As noted above, in the absence of a valid reason the impugned order cannot be sustained on any lawful reasoning and therefore can be termed as being arbitrary and violative of Article 14 of the Constitution. Once this is the position then to relegate the petitioner to the ordinary law remedy and not maintain the writ petition in our opinion would not be the correct approach in the exercise of jurisdiction Article 226 of the Constitution of India at least on the facts of the present case. Consequently the judgment relied upon by the learned counsel for the respondent would not come to his aid nor deny the discretionary relief to the petitioner in writ jurisdiction. On the other hand in matters of award of Petroleum dealership, the apex court has ruled that a writ petition can be entertained if the action of the petroleum corporation is not in accordance with guidelines or is otherwise not fair. Reference be had to the decisions in the case of Hindustan Petroleum Corporation Limited and others Vs. Super Highway Services and another, 2010 (3) SCC 321 and Bharat Petroleum Corporation Limited Vs. Jagannath and Company and others, 2013 (12) SCC 278.

As would be evident from the findings recorded by us, we have not found the action of the respondent Corporation to be in consonance with law and unjust resulting in unfairness. It is therefore not necessary to invoke the arbitration clause as suggested to non-suit the petitioner.

The contention of the learned counsel for the respondent that Clause 14 of the agreement is an omnibus power of the petroleum corporation to be utilized on their sole optional discretion to refuse the acceptance of the reconstitution, does not appear to be an argument framed on any rational basis. The option has to be exercised by the respondent corporation in refusing to accept the constitution on a rational basis or on any lawful ground, and the same cannot be whimsical or merely because there is any variation in the shareholding of the reconstituted firm as explained above. The reconstitution was a natural consequence due to the departure of the other partners in the manner indicated above. No other legal heir or any person claiming succession has come forward disputing the claim of the petitioner for reconstituting the firm as a sole proprietorship firm.
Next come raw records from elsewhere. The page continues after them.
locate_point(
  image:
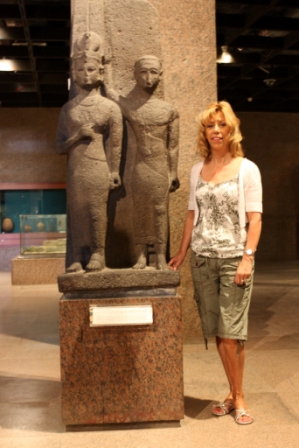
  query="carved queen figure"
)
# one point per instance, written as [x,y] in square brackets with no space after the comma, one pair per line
[82,124]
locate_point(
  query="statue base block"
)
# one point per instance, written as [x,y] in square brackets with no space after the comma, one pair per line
[121,374]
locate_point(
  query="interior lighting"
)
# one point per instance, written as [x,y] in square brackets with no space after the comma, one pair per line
[7,65]
[226,57]
[270,82]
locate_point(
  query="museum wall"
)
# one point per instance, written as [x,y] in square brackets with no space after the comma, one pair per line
[270,140]
[27,149]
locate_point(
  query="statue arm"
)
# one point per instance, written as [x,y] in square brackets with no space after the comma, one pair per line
[109,84]
[64,143]
[173,153]
[116,133]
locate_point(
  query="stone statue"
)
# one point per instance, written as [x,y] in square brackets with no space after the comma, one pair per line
[92,169]
[155,124]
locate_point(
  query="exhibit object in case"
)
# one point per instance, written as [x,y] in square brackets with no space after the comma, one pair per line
[42,236]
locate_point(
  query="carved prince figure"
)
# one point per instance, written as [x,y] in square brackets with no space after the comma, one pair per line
[155,124]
In such a situation, the contention of the learned counsel for the corporation that the corporation has the option to refuse the request of the petitioner does not appear to be in consonance with law.

In the aforesaid background, this may be recorded that the petitioner or his late father may have not acted promptly in informing the Corporation appropriately with regard to the departure of the other partners and the reasons therefore, but at the same time the respondent corporation also does not appear to have terminated the agreement of the petitioner on any such ground. To the contrary, since 1982 till 2013, they maintained their relationship with the petitioner and also the supplies. This conduct of the respondent corporation therefore reflects that the corporation did not intend to terminate the dealership of the petitioner and was rather insisting upon the information about the reconstitution of the firm. This is also evident from a perusal of the impugned order. It is only the reconstitution which has been objected to but that too on an invalid criteria. The respondent corporation ought to have pointed out any deficiency that would have been legally understandable in order to non-suit the petitioner on the ground of an incorrect reconstitution or unlawful constitution of the firm. This does not appear to be a reason given in the impugned order. In the absence of any such infirmity or reason given by the respondents we find the decision to disapprove the proposal of the petitioner to be not founded on any valid criteria and thus unsustainable.

Consequently, for all the reasons hereinabove, we quash the order dated 27th August, 2013 with a direction to the respondent corporation to reconsider the request of the petitioner and in the event there is any infirmity the same should be pointed out to the petitioner for removal thereof in case it is lawfully permissible.

The writ petition is allowed with the aforesaid directions.